Nada define la calidad de una democracia como la justicia independiente. De ahí el recelo con los gobiernos que en “nombre del pueblo” buscan “democratizar la justicia”, para domesticarla.
Casi todos los presidentes del continente tienen líos pendientes con la justicia. Algunos porque no la procuran con voluntad política como Enrique Peña Nieto. Otros porque se adueñaron de ella con jueces y fiscales gubernamentales, como Maduro y Correa. Muchos porque la evaden, como Kirchner; y otros porque enfrentan a dos tipos de justicia, la ordinaria y la política, como Rousseff.
En Brasil la dura justicia ordinaria, que ya envió ministros, legisladores y empresarios a la cárcel, la apuntalan manifestaciones que piden la cabeza de la presidenta, por tanta corrupción. Pero las marchas incentivan la justicia paralela, la del Congreso, muchas veces revanchista y oportunista, más que movida por el bien común.
La justicia brasileña demostró independencia, y sería prudente esperar su juicio. Sería mejor darle tiempo a la Corte Suprema para que resuelva los 54 expedientes que vinculan dineros mal habidos de Petrobras a la fundación y negociados del expresidente Lula da Silva y a las campañas electorales de Rousseff.
La justicia brasileña junto a la de Uruguay, Costa Rica y Chile, es la más independiente y eficiente. En varios países, con justicia contaminada, un sistema corroído por el poder político genera un círculo vicioso de corrupción e impunidad infinitas.

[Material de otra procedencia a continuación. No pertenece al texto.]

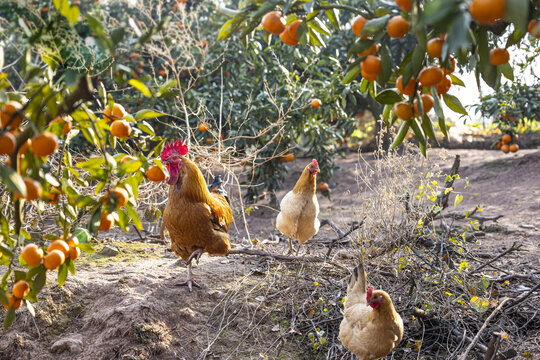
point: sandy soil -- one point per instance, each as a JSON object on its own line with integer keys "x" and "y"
{"x": 130, "y": 306}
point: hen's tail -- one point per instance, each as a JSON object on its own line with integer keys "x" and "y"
{"x": 356, "y": 291}
{"x": 217, "y": 187}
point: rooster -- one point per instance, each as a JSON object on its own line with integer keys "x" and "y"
{"x": 300, "y": 208}
{"x": 196, "y": 216}
{"x": 371, "y": 327}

En Argentina los casos irresueltos se amontonan, unos de alto voltaje internacional, como el atentado contra la AMIA y la muerte aún dudosa del fiscal Alberto Nisman. Si se suma la inmunidad de autoridades y funcionarios comprada a jueces y fiscales adictos, nadie debería sorprenderse que el sistema político parece desmoronarse, hasta lo más simple es traumático y forzado, el país se estanca, las inversiones extranjeras se van, mientras la inseguridad pública y la violencia son intolerables.
No puede haber confianza interna e internacional cuando la élite se blinda con leyes especiales y tribunales adictos. En estos sistemas corruptos no es fácil ser juez o fiscal independiente.
Perú, Colombia, México (y ahora Argentina), demostraron cómo los sistemas judiciales suelen debilitarse al domesticarlos la política, permeables a las mafias y el narcotráfico. Los obispos argentinos, que ya habían adoptado la máxima del papa Francisco de que la falta de independencia judicial es “terrorismo de Estado”, ahora imploran a los políticos ir contra el narcotráfico, ante la indiferencia en la campaña electoral para octubre.
Los países que casi son “Estados fallidos” demuestran que los narcotraficantes siempre aumentarán la apuesta para que la justicia sea corrupta y débil.
Así, los jueces no pueden ser equitativos y probos. Mandar a la cárcel a alguien por unos gramos de marihuana y no poder hacerlo con otros que roban millones, pero se blindan con leyes y sobornos, es parte de la frustración.
La justicia es un ideal y es perfectible, y rara vez satisface a todos. Pero cuando está domesticada, jamás puede ser buena. La justicia politizada es el mayor vicio del subdesarrollo.